Teachers’ Retirement System of the State of Illinois and Illinois Municipal Retirement Fund have approved commitments worth $300m (€220m) and $50, respectively, to the Starwood Global Opportunity Fund X
Both pension plans invested $150m and $40m, respectively, to the Starwood Distressed Opportunity Fund IX in 2013.
Starwood Capital Group made a first close for the new fund earlier this year with $2bn in capital commitments, according to industry sources, and is seeking to raise a total of $4bn to $5bn.
Approximately half of the fund is expected to be invested in Europe, including Spain. Starwood has built up a significant presence in Europe to look for investments with 30 people on the ground.
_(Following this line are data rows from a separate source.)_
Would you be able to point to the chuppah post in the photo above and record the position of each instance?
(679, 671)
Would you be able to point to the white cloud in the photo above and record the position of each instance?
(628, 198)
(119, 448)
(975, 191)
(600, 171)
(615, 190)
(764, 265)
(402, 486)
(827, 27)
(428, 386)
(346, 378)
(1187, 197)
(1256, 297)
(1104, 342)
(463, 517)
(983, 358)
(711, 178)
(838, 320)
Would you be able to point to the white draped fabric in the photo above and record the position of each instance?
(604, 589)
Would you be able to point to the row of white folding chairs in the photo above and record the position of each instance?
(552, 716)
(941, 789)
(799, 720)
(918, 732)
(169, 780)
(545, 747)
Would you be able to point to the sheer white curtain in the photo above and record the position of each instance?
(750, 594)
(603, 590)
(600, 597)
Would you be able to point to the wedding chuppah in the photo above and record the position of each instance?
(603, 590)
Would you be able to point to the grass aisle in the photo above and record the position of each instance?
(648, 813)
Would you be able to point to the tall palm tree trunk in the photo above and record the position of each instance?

The real estate manager also owns Hatfield Philips, a major loan servicer in Europe, which should help Starwood source deals.
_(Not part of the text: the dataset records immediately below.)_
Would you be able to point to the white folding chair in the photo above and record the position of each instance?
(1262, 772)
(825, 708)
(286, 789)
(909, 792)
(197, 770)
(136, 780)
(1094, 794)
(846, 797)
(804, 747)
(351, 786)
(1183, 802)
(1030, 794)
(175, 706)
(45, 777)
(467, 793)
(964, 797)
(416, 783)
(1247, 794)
Fund X will also be investing around 40% of the capital in the US and the balance in other areas around the globe.
The targeted returns for the commingled fund are 14% to 16% net and 18% to 20% gross. Starwood will be investing $75m of its own capital into the fund as a co-investment.
The fund will invest across property types, including apartments, hotel, retail, office and land, and can make a mixture of debt and equity investments.
The loan-to-value on the portfolio could vary from the 50% to just above 60%.
The structure of the investments will include distressed debt, value-add and income assets and corporate opportunities.
Illinois Teachers has also approved another new real estate commitment: a $100m allocation to the Carlyle Realty Partners VII.
Carlyle is seeking to raise $3bn in capital for its opportunistic commingled fund, targeting office, industrial, retail and apartments in the US.